This post was drafted a while ago, when Wayfare was trying to get insurance in the spring. I was sitting on it partly because I was waiting for her to try another avenue (or just again with another year of stable post-mat-leave income) to get disability insurance and have a happier outcome. With recent events, it seems like just an extra kick in the pants.
“Insure all the things!” Wayfare was exclaiming after her two-hour meeting with the insurance saleslady. Considering she had gone in on a surgical strike mission to acquire some disability insurance, and came back loaded with pamphlets on all manner of insurance products yet lacking a quote on disability insurance, I have to commend the saleslady’s skill.
I have a very stoic view of insurance: if there’s a chance that some event will ruin us, we need to try to insure against it (and take reasonable precautions to prevent it from happening in the first place — note that in reconciling my philosophy and my actions, diet and exercise are not classified as reasonable precautions). Insurance is not something to buy to get a windfall in case of tragedy, and so we aim to self-insure wherever we can.
It’s also important to understand that we are in no way normal parents of a young child. Financially speaking, losing one parent or the other will not ruin us. We both have advanced degrees, we both work, and we have financial resources sufficient to cover over a year of cash burn if we had to take a prolonged leave of absence — plus as renters, we have the flexibility to reduce that cash burn with just a few months’ notice1. We are, as Miss Sunlife put it, “like a family of happy little squirrels, burying [our] nuts all over the yard in anticipation of winter.”
So my main fear is prolonged disability — because living our current extravagant lifestyle of having grass on both sides of our house (a detached house!) in Toronto requires two incomes, and one of us becoming disabled doesn’t free up the other to move on and move out in the tidy (if morbid) way that death would. Thus, disability was the one kind of insurance I did want to pay for, and we finally got off our butts to get a quote and make that happen.
But Wayfare came back full of weepy scenarios that appealed to emotion. What if something happened to little Blueberry? What would we do? Wouldn’t we want to be able to take some time off work to care for her or grieve? Yes — but doing so would not ruin us. We would survive and so we don’t need to insure against such a low-probability event. And if she died, I would not expect to long survive her.
“What if she got some childhood illness and then couldn’t get insurance of her own when she was an adult? If we get insurance on her now, then she can be automatically insured when she’s older and won’t have to go through this process.” Insuring the ability to get insurance is taking things too far for me. That’s second-order insurance. The fact that Miss Sunlife was able to make this argument stick firmly enough in Wayfare’s head for her to try to enthusiastically convince me of the need to insure our daughter demonstrates her level 8 insurance warlock sales skills. There were also pitches for critical illness insurance (which, reading the materials in hindsight, would not have covered this particular critical illness) and life insurance for us.

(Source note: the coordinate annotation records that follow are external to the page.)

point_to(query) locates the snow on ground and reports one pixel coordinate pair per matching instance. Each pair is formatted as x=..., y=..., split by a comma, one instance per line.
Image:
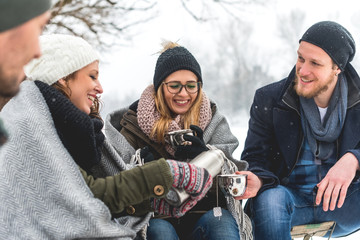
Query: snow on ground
x=239, y=128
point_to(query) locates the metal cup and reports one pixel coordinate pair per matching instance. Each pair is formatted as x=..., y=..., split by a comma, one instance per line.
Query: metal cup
x=232, y=184
x=212, y=160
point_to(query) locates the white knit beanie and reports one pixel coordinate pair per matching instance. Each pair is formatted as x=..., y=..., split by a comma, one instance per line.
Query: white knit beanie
x=61, y=56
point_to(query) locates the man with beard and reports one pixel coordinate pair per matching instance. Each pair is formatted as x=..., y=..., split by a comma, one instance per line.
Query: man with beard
x=303, y=142
x=21, y=23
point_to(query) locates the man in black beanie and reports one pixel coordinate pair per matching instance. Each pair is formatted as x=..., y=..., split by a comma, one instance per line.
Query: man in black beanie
x=21, y=23
x=303, y=143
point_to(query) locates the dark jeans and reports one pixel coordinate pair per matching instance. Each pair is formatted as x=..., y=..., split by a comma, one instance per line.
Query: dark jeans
x=206, y=227
x=275, y=211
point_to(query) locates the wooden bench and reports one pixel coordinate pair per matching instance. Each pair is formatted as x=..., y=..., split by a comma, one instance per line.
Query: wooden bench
x=307, y=231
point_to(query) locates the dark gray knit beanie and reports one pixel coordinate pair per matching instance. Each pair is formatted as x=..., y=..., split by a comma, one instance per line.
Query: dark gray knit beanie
x=172, y=60
x=334, y=39
x=16, y=12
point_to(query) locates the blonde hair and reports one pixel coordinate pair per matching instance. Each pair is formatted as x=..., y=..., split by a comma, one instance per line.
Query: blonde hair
x=65, y=90
x=161, y=126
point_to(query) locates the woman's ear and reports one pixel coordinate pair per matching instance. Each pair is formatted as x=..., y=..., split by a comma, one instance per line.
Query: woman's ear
x=62, y=82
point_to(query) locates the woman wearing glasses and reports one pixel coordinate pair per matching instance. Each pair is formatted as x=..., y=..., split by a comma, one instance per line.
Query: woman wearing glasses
x=176, y=101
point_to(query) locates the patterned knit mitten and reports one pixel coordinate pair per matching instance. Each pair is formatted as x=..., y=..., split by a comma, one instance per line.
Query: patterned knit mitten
x=194, y=180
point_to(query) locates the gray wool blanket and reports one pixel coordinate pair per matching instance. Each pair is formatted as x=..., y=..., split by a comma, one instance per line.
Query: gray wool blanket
x=42, y=192
x=216, y=134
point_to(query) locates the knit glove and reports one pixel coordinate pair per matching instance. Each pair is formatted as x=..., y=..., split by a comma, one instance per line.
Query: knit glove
x=194, y=180
x=146, y=154
x=162, y=207
x=196, y=147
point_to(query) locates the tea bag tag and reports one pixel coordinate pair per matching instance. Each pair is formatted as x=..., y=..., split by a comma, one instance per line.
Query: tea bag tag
x=217, y=210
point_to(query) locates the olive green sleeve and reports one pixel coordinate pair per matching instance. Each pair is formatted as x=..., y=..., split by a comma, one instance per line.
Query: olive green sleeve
x=133, y=186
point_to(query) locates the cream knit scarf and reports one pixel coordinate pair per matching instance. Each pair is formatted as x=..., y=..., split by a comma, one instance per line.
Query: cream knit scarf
x=148, y=115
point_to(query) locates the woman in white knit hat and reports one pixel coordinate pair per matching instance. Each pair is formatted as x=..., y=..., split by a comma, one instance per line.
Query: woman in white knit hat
x=58, y=164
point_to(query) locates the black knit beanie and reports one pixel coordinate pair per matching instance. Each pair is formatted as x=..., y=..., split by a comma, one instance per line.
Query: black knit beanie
x=334, y=39
x=16, y=12
x=172, y=60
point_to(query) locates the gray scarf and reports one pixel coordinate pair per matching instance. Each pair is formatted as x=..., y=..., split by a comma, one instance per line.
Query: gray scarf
x=321, y=136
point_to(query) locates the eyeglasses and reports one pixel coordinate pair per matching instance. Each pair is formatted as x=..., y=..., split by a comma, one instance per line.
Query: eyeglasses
x=176, y=87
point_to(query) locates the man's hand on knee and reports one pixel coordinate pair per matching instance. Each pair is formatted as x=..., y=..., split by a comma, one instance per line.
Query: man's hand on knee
x=333, y=187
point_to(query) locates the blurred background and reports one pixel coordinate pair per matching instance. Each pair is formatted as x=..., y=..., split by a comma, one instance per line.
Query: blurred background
x=241, y=45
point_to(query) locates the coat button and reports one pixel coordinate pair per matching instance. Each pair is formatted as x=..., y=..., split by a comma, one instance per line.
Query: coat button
x=159, y=190
x=130, y=210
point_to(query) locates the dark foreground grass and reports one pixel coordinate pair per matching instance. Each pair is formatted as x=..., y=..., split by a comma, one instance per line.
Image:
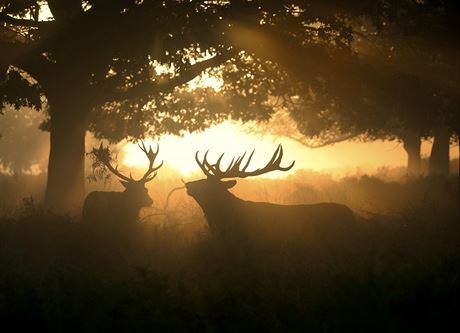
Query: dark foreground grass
x=401, y=273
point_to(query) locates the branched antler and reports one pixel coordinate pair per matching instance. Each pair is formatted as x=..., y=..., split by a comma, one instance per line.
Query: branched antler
x=151, y=156
x=102, y=154
x=237, y=169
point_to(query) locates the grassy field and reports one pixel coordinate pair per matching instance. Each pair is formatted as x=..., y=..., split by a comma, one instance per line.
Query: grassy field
x=167, y=274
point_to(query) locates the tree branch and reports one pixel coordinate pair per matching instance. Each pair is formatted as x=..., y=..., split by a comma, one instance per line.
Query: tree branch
x=22, y=22
x=148, y=88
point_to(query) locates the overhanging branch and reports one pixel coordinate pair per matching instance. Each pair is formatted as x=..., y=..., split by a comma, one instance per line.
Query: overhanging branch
x=22, y=22
x=151, y=87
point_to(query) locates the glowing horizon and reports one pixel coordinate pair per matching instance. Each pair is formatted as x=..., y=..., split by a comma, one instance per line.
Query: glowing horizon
x=231, y=139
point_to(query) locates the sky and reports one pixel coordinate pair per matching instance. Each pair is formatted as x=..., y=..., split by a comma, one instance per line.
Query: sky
x=230, y=138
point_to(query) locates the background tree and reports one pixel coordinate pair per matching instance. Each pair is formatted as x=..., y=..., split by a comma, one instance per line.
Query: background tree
x=95, y=59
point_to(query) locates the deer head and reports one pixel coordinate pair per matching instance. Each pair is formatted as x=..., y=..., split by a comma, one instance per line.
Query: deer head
x=134, y=189
x=207, y=190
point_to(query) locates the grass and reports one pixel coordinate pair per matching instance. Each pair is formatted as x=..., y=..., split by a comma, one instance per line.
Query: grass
x=400, y=274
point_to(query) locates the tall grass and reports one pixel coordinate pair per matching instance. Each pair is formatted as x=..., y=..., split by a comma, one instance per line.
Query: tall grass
x=401, y=273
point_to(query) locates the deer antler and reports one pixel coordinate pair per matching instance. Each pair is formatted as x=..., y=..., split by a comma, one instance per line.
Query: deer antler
x=103, y=155
x=151, y=156
x=235, y=168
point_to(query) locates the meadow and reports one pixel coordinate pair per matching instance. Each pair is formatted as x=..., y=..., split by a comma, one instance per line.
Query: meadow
x=167, y=273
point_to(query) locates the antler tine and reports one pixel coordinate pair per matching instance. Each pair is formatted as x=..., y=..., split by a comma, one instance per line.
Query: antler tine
x=203, y=165
x=151, y=156
x=230, y=165
x=248, y=161
x=235, y=169
x=103, y=155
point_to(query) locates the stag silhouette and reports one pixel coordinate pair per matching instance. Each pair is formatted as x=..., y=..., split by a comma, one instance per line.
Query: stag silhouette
x=120, y=207
x=229, y=216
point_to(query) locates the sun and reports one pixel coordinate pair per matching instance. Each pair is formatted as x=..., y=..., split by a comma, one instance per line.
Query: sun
x=228, y=138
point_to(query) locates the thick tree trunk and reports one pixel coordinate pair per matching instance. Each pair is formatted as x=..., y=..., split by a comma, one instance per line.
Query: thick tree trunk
x=439, y=158
x=66, y=175
x=412, y=144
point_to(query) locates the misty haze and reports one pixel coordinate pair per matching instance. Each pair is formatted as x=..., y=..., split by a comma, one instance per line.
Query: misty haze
x=229, y=166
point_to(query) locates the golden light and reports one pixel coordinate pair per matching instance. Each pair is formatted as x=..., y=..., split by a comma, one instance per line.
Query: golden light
x=230, y=138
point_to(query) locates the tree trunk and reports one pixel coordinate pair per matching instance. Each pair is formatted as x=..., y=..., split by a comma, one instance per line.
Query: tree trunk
x=66, y=173
x=439, y=158
x=412, y=144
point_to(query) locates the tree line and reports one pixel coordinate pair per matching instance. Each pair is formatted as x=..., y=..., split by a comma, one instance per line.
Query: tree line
x=342, y=70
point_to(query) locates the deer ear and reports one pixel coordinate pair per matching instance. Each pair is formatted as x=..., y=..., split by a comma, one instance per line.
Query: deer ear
x=229, y=183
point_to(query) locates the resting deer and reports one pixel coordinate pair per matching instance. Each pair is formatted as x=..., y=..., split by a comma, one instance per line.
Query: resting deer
x=228, y=215
x=120, y=207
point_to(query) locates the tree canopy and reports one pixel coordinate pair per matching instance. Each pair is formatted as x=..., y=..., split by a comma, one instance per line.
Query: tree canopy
x=119, y=67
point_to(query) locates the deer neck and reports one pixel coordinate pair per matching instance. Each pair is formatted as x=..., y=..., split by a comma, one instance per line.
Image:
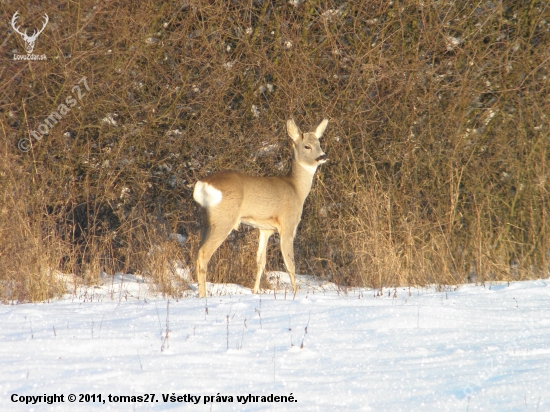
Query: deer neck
x=301, y=178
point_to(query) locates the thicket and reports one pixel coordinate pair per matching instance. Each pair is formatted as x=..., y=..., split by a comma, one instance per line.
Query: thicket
x=438, y=137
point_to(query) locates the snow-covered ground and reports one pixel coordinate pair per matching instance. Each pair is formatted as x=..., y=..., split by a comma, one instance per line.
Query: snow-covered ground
x=470, y=348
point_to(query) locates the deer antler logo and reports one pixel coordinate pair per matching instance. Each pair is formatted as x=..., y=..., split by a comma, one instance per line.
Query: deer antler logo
x=29, y=40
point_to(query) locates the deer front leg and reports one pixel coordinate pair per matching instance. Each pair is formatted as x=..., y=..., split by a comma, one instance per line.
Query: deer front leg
x=287, y=249
x=261, y=256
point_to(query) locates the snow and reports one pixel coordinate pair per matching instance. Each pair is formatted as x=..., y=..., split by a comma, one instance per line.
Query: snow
x=467, y=348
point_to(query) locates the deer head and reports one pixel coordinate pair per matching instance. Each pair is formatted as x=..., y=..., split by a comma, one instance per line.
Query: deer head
x=29, y=40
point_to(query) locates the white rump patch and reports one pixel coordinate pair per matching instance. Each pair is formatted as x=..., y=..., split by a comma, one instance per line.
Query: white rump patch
x=206, y=195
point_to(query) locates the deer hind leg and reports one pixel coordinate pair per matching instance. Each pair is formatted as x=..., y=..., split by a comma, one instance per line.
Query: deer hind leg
x=214, y=236
x=287, y=250
x=265, y=234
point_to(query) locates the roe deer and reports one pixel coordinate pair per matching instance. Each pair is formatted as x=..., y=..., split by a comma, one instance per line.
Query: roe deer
x=267, y=203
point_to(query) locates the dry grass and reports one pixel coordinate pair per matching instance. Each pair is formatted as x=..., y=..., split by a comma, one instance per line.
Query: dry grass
x=438, y=137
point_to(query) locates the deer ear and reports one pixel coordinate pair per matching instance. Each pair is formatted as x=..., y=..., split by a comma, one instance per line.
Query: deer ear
x=321, y=128
x=293, y=130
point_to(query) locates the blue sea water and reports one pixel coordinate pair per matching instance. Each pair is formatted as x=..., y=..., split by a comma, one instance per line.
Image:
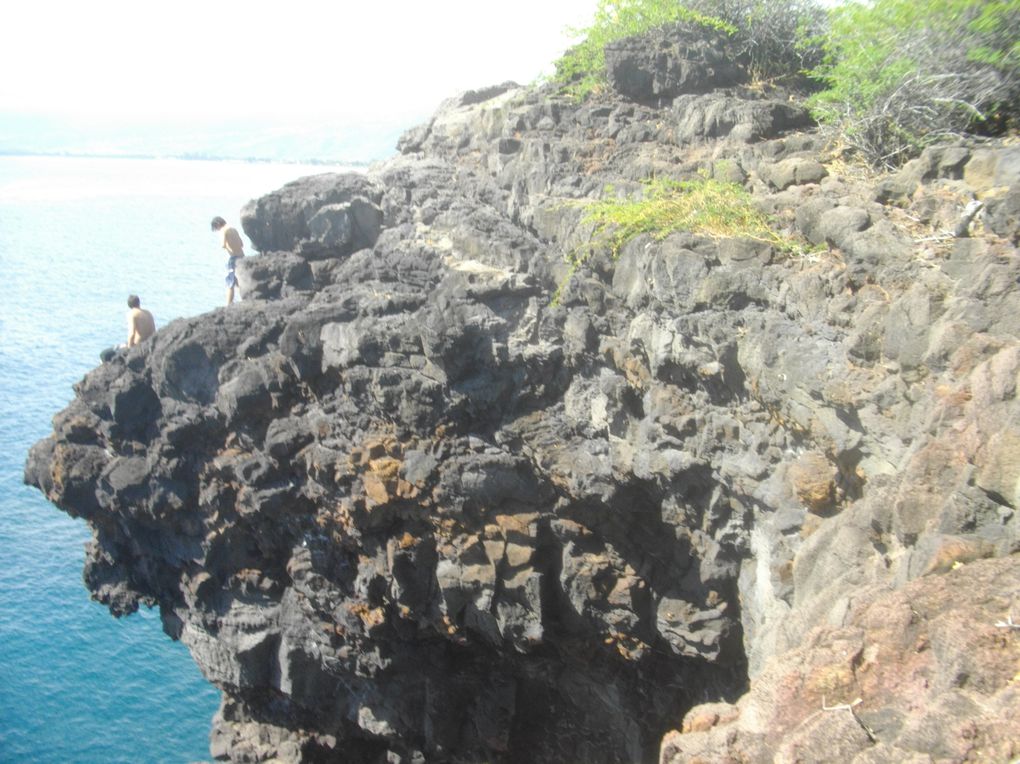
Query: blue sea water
x=77, y=237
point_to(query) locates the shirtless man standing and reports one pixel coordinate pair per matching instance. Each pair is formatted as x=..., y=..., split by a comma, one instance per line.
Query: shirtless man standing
x=141, y=324
x=230, y=240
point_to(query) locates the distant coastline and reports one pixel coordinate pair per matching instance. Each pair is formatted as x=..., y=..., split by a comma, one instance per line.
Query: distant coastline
x=190, y=156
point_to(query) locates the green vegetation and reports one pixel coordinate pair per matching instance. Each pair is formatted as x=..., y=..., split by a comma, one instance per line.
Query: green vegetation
x=895, y=75
x=904, y=73
x=707, y=207
x=581, y=70
x=779, y=38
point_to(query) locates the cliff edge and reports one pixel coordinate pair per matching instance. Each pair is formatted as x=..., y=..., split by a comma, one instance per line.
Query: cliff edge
x=430, y=494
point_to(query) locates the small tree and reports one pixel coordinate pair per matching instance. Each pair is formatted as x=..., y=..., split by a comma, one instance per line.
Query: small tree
x=780, y=38
x=904, y=73
x=581, y=70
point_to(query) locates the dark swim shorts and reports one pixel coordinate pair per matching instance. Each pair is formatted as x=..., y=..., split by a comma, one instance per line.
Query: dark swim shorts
x=232, y=278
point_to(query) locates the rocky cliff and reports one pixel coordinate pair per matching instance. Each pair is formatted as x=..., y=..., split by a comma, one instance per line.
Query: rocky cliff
x=403, y=505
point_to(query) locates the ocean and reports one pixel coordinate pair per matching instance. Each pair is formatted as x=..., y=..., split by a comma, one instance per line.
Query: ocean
x=77, y=237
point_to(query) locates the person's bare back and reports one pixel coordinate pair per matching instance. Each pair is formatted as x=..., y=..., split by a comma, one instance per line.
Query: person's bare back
x=141, y=324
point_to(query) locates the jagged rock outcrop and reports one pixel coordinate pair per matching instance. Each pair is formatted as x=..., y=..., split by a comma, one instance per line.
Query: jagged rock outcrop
x=405, y=506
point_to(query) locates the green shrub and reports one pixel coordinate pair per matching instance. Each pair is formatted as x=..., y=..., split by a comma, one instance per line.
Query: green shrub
x=581, y=70
x=904, y=73
x=707, y=207
x=779, y=38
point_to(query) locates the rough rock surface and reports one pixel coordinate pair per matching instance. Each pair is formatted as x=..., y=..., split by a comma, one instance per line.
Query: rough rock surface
x=404, y=506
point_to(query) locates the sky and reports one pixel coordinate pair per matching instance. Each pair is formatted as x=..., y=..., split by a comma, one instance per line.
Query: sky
x=304, y=59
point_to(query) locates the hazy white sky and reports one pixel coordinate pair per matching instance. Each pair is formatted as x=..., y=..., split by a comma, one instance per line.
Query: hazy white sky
x=304, y=58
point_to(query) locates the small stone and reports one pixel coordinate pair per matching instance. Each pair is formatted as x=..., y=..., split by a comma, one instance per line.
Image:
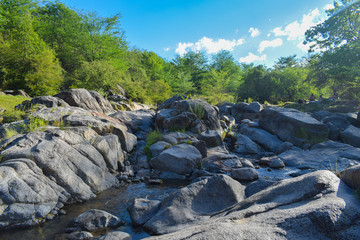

This crazy process started from a trip to the insurance saleslady looking for disability insurance for Wayfare, a self-employed person. She did not come back from that initial 2-hour meeting with a quote for disability to consider, so I told her to give up on Miss Sunlife and go talk to one of the nice people who stop by the blog who’re tuned in to the insurance world to figure things out and get a quote (or tell us what route we should really be taking to get one). But she’d already started with Miss Sunlife, and Miss Sunlife was nice, so she persevered. It took several more visits and lots of documentation archaeology (including lots of making Wayfare wait on hold to try to get the right documentation out of her doctors’ offices) to finally get a quote to decide on, and even then it was a quote, not a matrix of choices — each refinement to what we might want would require another visit. After many visits in person (because this can’t be done over the phone or online, obviously), we chose the options we wanted and needed, and put it through to the underwriters. Finally, Wayfare heard back: her application was denied. So she wasted hours of time and a few subway tokens, and the rejection letter doesn’t even give a reason (because her self-employment income history is variable with a recent mat leave, so she should try again in a year or two after that falls off? Because of pre-existing health issues and she shouldn’t waste her time again? Because something at the insurer got accidentally shredded and they didn’t want to ask for it again?).
It was a disappointing result, and a discouraging process: even if we were successful in getting insurance, it’s hard to believe that people who may not be fully sold on the need for disability insurance would put themselves through that massive time-sink. I didn’t even go through it myself (I am part of a group plan at work), but watching how much time it took, it will be hard for me to push freelancers I meet who really are under-insured to go take care of it.
1. This is because we live in way more space than is needed by a single-parent family — a 3-bedroom house with two freelancer office spaces. A (tragically) single-parent subset of our family could readily down-size to a 2-bdrm apartment. We also live in a massively expensive city in part to solve the two-body problem. One of us being out of the picture would free the other to move anywhere else, with a lower cost of living.